Poeta, dramaturgo y artista visual caribeño, nació en Castries, Santa Lucía, en 1930. En 1992 le fue otorgado el Premio Nobel de Literatura. Su obra tiene cierta relación con el simbolismo de los mitos y la cultura, pero se mantuvo independiente de las escuelas de realismo mágico que se desarrollaron alrededor de la misma época de su escritura.

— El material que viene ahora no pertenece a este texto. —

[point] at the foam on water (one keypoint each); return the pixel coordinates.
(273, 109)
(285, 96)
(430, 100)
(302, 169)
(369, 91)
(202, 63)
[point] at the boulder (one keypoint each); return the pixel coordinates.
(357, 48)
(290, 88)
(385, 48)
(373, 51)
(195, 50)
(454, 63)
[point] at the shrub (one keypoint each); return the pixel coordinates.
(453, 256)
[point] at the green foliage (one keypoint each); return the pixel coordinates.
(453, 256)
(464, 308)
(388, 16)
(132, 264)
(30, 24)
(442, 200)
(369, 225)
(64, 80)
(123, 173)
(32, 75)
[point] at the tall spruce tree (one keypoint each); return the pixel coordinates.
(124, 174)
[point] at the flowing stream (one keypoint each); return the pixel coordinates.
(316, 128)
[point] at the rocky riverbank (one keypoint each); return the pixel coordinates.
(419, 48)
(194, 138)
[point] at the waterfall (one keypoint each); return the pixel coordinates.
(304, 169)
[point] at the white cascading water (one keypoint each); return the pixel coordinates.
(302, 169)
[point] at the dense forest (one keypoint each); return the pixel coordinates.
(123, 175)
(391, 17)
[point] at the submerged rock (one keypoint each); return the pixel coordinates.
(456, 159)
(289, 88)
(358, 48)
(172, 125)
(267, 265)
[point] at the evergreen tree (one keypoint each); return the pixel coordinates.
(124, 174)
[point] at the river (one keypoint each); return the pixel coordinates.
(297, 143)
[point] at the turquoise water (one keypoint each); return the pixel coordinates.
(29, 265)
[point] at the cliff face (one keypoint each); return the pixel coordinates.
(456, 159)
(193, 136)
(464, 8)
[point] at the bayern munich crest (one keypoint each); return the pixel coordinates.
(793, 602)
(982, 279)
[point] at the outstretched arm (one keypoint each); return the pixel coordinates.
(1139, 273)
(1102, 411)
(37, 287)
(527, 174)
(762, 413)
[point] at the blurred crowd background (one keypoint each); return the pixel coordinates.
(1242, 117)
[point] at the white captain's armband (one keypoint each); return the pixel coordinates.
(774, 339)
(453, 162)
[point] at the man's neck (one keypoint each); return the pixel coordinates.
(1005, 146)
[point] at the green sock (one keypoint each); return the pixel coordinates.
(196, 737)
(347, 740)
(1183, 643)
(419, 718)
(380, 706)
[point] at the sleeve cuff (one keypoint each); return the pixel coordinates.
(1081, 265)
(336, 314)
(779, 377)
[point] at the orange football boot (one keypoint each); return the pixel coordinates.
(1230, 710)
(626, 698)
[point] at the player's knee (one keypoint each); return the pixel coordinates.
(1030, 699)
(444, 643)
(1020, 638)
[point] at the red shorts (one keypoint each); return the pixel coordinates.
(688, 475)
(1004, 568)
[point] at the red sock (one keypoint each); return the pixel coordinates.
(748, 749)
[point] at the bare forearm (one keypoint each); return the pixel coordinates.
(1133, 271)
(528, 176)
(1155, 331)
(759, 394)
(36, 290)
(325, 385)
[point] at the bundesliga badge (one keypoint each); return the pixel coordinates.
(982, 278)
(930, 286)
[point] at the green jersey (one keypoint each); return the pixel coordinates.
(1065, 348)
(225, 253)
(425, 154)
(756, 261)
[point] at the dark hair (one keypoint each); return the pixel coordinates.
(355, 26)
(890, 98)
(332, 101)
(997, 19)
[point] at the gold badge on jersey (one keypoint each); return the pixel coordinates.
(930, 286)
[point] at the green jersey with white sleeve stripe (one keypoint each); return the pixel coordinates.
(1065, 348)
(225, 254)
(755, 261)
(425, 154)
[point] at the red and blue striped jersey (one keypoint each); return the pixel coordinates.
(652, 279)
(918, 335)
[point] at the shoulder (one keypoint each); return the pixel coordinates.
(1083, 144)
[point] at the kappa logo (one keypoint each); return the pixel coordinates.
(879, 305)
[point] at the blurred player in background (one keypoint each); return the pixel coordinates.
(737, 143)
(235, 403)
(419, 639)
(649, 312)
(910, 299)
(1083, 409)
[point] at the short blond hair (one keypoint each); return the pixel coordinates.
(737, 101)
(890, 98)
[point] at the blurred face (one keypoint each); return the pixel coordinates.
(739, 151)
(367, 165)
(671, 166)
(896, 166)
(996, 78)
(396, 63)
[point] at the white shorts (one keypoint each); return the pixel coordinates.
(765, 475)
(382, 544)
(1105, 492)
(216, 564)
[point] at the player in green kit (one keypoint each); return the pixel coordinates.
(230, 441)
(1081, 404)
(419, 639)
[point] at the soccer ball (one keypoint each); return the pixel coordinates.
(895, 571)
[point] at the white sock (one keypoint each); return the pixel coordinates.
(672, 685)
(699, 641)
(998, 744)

Tiene un poema épico titulado Omeros, que es una reescritura alusiva de la tradición homérica sobre un viaje por el Mar Caribe. Sobre este poema se pueden encontrar traduciones muy diversas que se acercan en mayor o menor grado al poema en su idioma original y lo que transmite.

Le sucede a muchas personas que, al entregarse a amar a otra persona, se olvidan de sí mismos y de quienes son, creen que su vida y su manera de ser y de existir está en conocer a la otra persona, en compartir siempre con ella y en no separarse jamás, porque cuando la otra persona se va, se sienten vacíos. Es lo mismo que le sucede a quienes no pueden convivir con el silencio, porque el silencio los invita a enfrentarse a sí mismos, a lo que son, y a conocerse, lo que resulta insoportablemente incómodo para algunos. Según veo, el poema plantea que “el amor después del amor” es el que sucede cuando las personas comprenden que se han estado ignorando a sí mismos durante toda la vida, buscándose en una relación de pareja tras otra, pensando que se encuentran a sí mismos cuando la relación funciona bien, y sintiéndose desorientados cuando no es así.

Hasta que llega el día, y “el tiempo vendrá”, en el que se encuentran a sí mismos en el espejo, se saludan y se dedican a conocer al “extraño” que siempre fueron para sí mismos, y que finalmente cobra vida más allá del espejo, y entonces toda la vida cambia, la que fue, la que es y la que será, y parece ser entonces cuando realmente es posible ser y entregarse; cuando hacemos caso a la inscripción que estaba sobre el templo de Apolo en Delfos: “Conócete a ti mismo”, y partimos de allí.